Так буду я, как раб, делать всё, что сочтёшь… ты нужным, только не покидай меня сейчас! Покуда не пришло время твоё возвращаться в мир иной и во время иное, будь со мной, будь со мной, будь со мной всегда ты рядом!
- Вот ещё, из-за какой-то тёрки покину я тебя, возлюбленный брат мой Квотриус! Прости лучше меня, ибо несдержан на язык я, от того и произнёс грубые слова, чуть было не разлу… да нет, плевал бы я на слова, произнесённые в гневе и запальчивости, а вот ты, мой милый Квотриус, нежен и чувствителен, как благородная девица, несмотря на то, что ты - потомственный всадник с правом передачи звания своему первенцу.
Так что давай, перестань плакать, как слабая женщина, у которой слёзы да истерики - единственное оружие против сильных телом и духом мужчин, утри слёзы, пойди умойся колодезной водой и сходи в камору рабов, всполоши их всех грозным окриком Господина, да вызови сюда, как можно быстрее, кухонных рабов, а я пока перенесу из своей опочивальни остальные… составляющие части зелья.
О! Вижу я, как испуганно смотришь ты на меня, но беспокойству твоему нет причины - их немного, всего семь, включая одну часть, уже подготовленную для натирания на тёрке, которую я так и не нашёл, зато обнаружил всё остальное, могущее нам пригодиться, в этом… сооружении.

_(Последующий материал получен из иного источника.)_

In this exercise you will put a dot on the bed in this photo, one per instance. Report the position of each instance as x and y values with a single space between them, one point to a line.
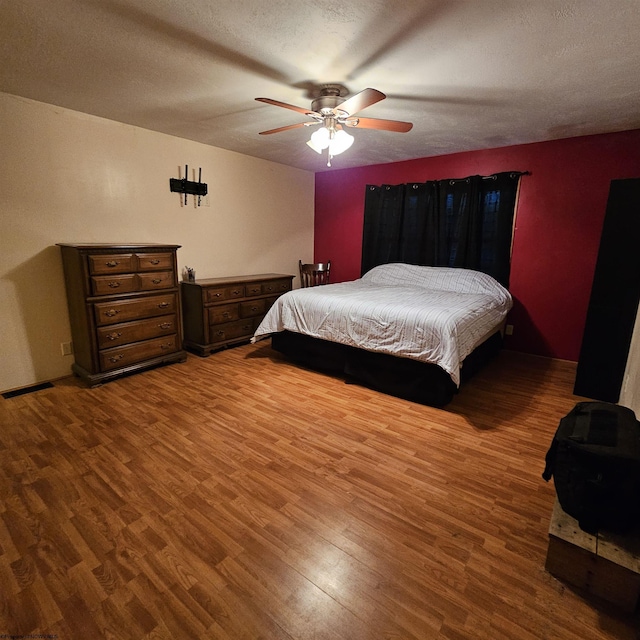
412 331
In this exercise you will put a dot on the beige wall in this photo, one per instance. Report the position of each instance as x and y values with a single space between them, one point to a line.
630 394
70 177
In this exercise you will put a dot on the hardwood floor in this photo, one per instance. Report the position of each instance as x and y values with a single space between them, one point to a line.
239 496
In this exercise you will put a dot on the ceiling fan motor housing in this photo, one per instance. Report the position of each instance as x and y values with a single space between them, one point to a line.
326 104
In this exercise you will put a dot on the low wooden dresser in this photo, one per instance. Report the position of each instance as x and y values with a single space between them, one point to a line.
123 307
219 312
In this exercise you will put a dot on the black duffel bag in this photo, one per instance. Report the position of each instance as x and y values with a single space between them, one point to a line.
595 462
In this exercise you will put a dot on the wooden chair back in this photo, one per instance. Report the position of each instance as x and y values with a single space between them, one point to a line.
314 274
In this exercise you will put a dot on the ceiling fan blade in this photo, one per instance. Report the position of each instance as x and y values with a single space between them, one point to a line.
285 105
291 126
381 125
361 100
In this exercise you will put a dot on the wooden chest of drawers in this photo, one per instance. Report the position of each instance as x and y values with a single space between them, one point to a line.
123 307
219 312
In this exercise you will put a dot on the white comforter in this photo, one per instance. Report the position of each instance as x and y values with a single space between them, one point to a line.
431 314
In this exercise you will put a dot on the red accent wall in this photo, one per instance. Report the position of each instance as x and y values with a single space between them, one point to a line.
559 220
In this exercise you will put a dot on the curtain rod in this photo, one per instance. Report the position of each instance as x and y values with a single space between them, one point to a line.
493 176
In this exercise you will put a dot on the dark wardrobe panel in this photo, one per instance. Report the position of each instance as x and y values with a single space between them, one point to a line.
615 293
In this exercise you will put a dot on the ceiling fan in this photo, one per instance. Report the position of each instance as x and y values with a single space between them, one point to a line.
334 112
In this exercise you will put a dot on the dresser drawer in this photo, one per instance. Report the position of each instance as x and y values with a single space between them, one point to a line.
155 261
121 311
253 289
117 334
231 330
252 308
276 286
217 294
130 354
116 263
108 285
223 313
157 280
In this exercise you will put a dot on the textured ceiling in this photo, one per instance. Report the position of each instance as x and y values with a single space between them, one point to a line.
468 74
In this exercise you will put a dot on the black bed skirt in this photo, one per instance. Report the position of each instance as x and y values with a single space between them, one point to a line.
409 379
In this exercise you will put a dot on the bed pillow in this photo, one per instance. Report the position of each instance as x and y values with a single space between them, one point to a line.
436 278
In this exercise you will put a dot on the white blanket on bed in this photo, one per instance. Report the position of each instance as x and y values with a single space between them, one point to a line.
430 314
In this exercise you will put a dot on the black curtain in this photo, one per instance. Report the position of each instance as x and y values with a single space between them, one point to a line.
442 223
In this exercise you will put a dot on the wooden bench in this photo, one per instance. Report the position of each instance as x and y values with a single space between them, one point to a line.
606 565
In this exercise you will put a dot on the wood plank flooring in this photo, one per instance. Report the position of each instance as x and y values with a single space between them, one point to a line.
239 496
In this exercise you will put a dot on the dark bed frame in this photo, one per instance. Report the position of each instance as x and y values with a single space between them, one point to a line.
401 377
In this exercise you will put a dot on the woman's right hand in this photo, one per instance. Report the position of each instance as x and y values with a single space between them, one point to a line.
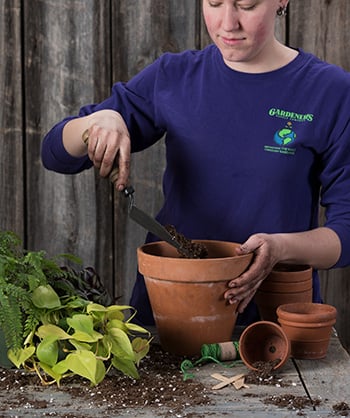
106 140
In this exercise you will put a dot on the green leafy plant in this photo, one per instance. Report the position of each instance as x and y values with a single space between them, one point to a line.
53 324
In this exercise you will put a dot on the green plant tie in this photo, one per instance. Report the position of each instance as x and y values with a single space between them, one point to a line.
209 352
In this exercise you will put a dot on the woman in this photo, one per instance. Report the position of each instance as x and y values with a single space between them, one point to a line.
257 134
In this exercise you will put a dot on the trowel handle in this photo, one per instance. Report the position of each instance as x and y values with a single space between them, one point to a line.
114 173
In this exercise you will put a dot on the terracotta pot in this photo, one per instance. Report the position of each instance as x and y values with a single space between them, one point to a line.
308 327
264 341
286 283
187 295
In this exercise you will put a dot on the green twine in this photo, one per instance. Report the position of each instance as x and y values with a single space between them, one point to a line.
209 352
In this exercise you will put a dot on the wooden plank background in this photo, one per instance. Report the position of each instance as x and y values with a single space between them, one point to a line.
59 55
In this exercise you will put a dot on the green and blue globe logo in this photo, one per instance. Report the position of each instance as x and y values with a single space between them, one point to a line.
285 136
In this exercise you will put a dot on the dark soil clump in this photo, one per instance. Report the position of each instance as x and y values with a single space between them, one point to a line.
291 401
188 248
160 385
342 408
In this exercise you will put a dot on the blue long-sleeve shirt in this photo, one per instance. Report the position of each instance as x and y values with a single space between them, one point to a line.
245 153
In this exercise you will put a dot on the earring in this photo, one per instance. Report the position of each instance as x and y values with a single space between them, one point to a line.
282 11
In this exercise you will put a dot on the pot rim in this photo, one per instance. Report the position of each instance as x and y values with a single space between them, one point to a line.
306 312
175 255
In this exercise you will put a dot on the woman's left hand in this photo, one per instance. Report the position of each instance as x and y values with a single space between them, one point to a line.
266 254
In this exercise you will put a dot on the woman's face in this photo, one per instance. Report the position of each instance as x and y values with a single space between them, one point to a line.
243 30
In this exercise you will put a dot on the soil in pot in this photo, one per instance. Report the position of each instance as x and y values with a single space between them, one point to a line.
308 327
187 295
287 283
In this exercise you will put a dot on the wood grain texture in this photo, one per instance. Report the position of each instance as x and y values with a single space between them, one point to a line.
320 27
11 119
60 55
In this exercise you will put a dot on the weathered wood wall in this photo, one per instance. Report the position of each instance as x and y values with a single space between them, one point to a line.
56 56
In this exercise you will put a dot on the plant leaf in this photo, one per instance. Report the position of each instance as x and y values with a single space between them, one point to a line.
121 345
84 328
48 370
20 356
85 364
45 297
136 328
92 337
141 348
47 350
52 330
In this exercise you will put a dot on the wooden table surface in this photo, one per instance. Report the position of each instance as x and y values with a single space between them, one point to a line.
325 383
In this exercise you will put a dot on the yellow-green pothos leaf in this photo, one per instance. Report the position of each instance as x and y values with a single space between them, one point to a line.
45 297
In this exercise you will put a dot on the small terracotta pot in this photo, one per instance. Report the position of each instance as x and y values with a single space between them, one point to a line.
287 283
308 327
187 295
264 341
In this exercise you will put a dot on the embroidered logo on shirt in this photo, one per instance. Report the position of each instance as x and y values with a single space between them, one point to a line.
284 138
295 117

Ну, встань, отряхни землю с колен, и поцелую я тебя крепко и сладко, в знак того, что ни в чём ты не виноват, и люблю я тебя пуще прежнего за образумившие меня слова твои, словеса правдивые.
Подойди же, возлюбленный мой, не бойся вспыльчивости моей, прошу! От дурного моего, резкого характера, который и здесь остался со мной, хотя и возраст, и время года не те… там страдает множество людей, соратников моих и, вынужден признать, подростков тоже.
За это подростки награждают меня обидными прозвищами вроде «Ужас Подземелий» или «Господин Летучая мышь», но знаю я, что заслужил их, а продолжаю платить злом за зло или, хуже того, злом за безразличие к зельеварению, которому я… В общем, сие неважно и неинтересно.
Опять заболтался я. Иди же ко мне, в тёплые объятия мои, Квотриус, любовь моя вселенская, величайшая!
Квотриус несмело подошёл к брату, который столь непостоянен в словах и поступках, что у молодого человека разболелась голова, и упал на грудь своему возлюбленному старшему брату - своему дальнему, чрезвычайно дальнему потомку.
Тот ласково гладит Квотриуса по голове, прочерчивает дорожки тёмных бровей, целует веки - о, какая изысканная ласка! - потом своим сухим горячим ртом находит губы Квотриуса, лобзает их, очерчивая красивые контуры и проникает языком вглубь его рта, осушая его и вызывая выделение новой, такой сладкой, многочисленной слюны.
Она затапливает рот Квотриуса, имея какой-то странный железистый привкус, и Северус выпивает и её, а после, внезапно оторвашись от губ брата и шепча, словно здесь их могут подслушать:
- Квотриус, возлюбленный мой, откуда в твоей слюне кровь? Уж не прикусил ли я тебе язык? Пощупай его.
-А, вот она - трещинка на кончике языка, солёное и железистое, как говорит Северус, кровь, выделяется оттуда, - определил Квотриус.
Он пересказывает это явно встревоженному брату своему, и тот быстро, как и всполошился, успокаивается.
- Ну, тогда за дело, любимый мой! Приводи с собою кухонных рабов, а я - за… составляющими зелья.
Да, и ещё - умеешь ли ты нарезать разные по составу травы и цветы равными долями? Обязательно потребуется сие умение.
- Не уверен насчёт трав и цветов, но сырое мясо только что освежёванного лесного зверя или овцы нарезать ровно точно смогу.
- Значит, и со стеблями, и с цветами справишься. Теперь спокоен я. Ступай же, Квотриус, да не забудь умыться и начисто вымыть руки водой из колодца и ничего и никого после не касайся ими - готовить зелье нужно только чистыми руками, а после пойдёшь за рабами. И оставь мне полведра чистой воды на краю колодца, чтобы умыть руки!
Северус тонким слухом, воспитанным студентами - а как ещё пресекать на уроке подсказки или ловить шалунов по ночам в запертых классах? - услышал, как набирает полное ведро воды непривычный к такому занятию Квотриус, и вдруг раздаётся радостный возглас его брата - белоручки: «Эврика!», шаги снова приближаются, переходя на бег, и в кухню врывается счастливый будущий Господин дома и наследник с чем-то весьма тяжёлым и громоздким на вид.